Pero también falla en un plano técnico. Soluciona mal el problema de la distribución de riesgos: no genera incentivos para mejorar la calidad o la empleabilidad. Solo traspasa la deuda al Estado, que la limita fijando “aranceles de referencia normalmente por debajo del real”  que, a su vez, obligan a las universidades a ampliar indiscriminadamente sus matrículas (segmentándose hacia adentro), disminuir su calidad, concentrarse en el posgrado o elitizarse. Es decir, genera incentivos perversos.

Pero la gratuidad, aunque no funcione educacionalmente, funciona políticamente. El sistema político opera en base a votos, y ofrecerle a los estudiantes y sus familias gratuidad y condonación de deudas a cambio de sufragios es, en un escenario de voto voluntario, un gran negocio político en el corto plazo, aunque termine corrompiendo tanto al sistema político, al instalar una lógica clientelista, como al universitario, cuya calidad, integración y capacidad para reducir la desigualdad sólo disminuyen.
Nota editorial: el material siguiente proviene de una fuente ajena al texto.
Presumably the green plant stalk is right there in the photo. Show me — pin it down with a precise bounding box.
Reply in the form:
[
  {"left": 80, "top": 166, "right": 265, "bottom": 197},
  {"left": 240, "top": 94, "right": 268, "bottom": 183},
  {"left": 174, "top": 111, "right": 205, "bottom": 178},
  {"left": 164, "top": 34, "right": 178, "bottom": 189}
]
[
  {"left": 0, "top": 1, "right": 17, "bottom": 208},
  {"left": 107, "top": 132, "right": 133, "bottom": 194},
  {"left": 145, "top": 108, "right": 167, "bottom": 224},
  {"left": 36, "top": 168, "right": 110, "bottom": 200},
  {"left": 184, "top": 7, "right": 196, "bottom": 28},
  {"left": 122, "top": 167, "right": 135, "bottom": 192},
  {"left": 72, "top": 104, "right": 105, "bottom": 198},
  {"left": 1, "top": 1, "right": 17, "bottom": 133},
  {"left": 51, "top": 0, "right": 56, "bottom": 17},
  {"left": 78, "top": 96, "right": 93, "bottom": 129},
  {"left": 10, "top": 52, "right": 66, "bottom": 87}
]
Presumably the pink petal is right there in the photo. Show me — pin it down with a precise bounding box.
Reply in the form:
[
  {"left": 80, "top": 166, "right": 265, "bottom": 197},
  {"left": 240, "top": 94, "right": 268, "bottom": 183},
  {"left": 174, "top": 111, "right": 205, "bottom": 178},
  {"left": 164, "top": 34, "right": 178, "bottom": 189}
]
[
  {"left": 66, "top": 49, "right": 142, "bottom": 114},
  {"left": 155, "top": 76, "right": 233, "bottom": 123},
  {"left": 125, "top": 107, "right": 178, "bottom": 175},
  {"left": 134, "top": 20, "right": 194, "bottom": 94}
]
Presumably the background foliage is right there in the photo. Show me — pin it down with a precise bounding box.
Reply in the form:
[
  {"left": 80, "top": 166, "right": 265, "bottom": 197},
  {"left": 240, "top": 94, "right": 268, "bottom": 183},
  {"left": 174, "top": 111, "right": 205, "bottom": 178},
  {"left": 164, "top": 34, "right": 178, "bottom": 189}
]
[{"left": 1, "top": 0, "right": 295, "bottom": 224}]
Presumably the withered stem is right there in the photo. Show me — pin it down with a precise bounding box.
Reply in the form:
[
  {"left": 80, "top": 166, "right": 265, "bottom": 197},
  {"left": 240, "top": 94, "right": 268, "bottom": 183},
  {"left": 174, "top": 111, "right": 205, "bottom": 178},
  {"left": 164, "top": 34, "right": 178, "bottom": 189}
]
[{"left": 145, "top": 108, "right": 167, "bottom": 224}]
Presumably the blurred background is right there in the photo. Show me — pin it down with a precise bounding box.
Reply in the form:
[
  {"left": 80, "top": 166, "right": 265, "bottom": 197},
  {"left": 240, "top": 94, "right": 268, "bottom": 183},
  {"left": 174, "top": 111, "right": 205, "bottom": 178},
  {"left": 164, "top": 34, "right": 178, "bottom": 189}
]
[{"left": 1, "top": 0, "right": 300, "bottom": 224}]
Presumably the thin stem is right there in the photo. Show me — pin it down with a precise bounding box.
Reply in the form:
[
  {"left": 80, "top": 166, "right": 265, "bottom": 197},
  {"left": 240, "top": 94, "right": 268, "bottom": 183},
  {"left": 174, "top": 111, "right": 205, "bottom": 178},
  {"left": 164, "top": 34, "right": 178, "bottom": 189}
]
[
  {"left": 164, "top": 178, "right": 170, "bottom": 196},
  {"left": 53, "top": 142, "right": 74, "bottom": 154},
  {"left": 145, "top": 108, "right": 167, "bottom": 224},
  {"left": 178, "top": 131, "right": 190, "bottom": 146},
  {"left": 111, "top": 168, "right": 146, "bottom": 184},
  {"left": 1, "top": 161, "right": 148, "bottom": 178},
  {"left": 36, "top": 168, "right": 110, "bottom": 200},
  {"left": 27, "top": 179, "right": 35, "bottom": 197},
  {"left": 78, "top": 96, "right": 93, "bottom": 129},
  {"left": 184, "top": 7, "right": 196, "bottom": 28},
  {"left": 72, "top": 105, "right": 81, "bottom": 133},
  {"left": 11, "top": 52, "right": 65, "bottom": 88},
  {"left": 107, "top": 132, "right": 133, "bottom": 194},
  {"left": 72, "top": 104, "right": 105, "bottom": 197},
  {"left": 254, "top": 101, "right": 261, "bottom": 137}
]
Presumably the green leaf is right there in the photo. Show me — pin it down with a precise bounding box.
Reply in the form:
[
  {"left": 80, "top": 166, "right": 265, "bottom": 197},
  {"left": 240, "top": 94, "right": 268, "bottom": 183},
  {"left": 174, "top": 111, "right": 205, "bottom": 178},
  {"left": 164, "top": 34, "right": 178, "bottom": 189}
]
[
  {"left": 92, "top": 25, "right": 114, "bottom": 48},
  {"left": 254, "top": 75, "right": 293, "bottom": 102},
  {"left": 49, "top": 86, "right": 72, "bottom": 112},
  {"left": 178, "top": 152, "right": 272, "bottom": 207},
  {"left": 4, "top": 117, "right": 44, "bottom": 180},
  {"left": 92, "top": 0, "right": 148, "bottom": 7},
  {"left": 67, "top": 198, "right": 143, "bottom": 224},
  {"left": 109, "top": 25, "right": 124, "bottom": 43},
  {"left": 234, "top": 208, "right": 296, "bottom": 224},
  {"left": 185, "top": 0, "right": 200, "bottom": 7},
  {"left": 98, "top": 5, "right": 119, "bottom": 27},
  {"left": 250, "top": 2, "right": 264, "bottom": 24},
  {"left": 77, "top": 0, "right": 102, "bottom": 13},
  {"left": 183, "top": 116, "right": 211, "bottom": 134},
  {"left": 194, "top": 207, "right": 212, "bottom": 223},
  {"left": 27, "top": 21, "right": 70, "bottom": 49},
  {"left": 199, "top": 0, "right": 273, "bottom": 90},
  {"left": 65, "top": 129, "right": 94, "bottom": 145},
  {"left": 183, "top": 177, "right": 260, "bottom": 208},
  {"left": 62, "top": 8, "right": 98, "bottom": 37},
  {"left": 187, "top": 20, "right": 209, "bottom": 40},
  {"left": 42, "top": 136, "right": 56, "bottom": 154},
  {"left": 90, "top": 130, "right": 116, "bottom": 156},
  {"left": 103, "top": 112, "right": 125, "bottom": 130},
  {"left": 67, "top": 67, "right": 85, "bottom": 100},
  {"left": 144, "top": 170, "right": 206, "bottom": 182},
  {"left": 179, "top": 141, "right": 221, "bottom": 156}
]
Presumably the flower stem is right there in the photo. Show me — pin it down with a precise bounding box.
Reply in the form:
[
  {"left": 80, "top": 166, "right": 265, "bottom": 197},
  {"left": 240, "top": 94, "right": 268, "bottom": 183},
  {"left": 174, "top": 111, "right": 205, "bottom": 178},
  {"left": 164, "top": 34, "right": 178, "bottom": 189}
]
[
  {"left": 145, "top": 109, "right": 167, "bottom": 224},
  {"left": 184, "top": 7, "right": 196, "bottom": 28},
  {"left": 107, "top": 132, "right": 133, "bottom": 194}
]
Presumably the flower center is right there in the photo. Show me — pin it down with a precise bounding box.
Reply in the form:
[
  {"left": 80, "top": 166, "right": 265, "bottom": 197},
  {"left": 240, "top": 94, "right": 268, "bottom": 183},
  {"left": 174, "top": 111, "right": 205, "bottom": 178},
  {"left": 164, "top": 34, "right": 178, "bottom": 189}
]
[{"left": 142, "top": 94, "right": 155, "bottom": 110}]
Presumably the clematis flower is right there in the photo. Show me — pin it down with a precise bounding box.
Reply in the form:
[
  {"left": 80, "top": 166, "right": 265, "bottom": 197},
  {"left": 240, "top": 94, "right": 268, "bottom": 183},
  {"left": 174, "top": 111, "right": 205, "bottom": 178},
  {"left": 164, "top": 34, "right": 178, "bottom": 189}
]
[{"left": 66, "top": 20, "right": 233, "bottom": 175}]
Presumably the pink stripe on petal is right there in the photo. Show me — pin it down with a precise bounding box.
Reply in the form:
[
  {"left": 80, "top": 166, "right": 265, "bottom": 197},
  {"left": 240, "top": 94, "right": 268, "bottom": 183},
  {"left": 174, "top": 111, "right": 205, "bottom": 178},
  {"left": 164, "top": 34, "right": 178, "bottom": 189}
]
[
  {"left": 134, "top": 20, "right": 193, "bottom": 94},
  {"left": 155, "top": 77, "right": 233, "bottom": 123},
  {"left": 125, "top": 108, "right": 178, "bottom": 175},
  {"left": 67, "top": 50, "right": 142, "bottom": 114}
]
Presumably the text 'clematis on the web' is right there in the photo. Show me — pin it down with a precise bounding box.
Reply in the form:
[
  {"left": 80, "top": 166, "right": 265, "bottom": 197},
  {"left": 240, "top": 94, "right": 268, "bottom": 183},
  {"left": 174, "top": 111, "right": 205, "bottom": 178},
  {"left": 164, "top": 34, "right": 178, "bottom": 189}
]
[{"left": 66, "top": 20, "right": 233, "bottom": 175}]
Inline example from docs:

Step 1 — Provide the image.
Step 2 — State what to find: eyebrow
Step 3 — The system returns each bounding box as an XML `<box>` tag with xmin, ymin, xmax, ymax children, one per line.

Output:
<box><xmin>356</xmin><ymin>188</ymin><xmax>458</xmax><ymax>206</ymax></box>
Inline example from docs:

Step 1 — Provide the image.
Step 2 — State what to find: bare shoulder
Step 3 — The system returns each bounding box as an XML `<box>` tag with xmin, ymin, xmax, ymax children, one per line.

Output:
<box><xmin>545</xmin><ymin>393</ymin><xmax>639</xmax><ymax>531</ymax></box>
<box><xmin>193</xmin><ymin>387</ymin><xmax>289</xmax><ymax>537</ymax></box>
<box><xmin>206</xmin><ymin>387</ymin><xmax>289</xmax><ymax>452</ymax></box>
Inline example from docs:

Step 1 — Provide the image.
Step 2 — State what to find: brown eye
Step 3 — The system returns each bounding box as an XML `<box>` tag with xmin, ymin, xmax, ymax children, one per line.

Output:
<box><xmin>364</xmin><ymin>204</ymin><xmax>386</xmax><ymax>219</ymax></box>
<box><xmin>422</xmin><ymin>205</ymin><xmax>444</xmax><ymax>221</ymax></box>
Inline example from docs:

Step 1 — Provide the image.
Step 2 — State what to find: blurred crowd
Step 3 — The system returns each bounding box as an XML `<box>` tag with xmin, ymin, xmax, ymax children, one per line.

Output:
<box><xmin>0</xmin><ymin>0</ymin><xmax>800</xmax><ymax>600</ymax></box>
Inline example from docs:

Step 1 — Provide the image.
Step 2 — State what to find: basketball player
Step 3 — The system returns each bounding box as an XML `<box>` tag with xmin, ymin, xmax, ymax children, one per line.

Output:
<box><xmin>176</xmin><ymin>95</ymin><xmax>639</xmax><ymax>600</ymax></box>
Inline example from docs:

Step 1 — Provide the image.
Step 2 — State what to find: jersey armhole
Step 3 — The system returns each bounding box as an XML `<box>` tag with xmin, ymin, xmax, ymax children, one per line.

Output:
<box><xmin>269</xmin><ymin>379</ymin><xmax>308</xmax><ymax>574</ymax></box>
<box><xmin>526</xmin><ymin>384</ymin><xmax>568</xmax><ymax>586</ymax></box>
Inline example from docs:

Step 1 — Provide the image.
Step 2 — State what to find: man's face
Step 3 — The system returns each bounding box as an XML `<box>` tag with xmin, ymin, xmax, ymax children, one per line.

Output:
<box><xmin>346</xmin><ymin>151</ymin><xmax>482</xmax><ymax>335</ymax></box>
La gratuidad universal es, en suma, un gran y costoso engaño, promovido por políticos que se aprovechan de las expectativas y la vulnerabilidad de la clase media.

Nada raro, entonces, que  la oferta de extender la gratuidad a la educación técnica, viendo lo que pasa en la universitaria, haya sido rechazada por sus actores. Los vicios de la coordinación del sistema de educación superior a través del sistema político pueden ser peores que los del sistema económico.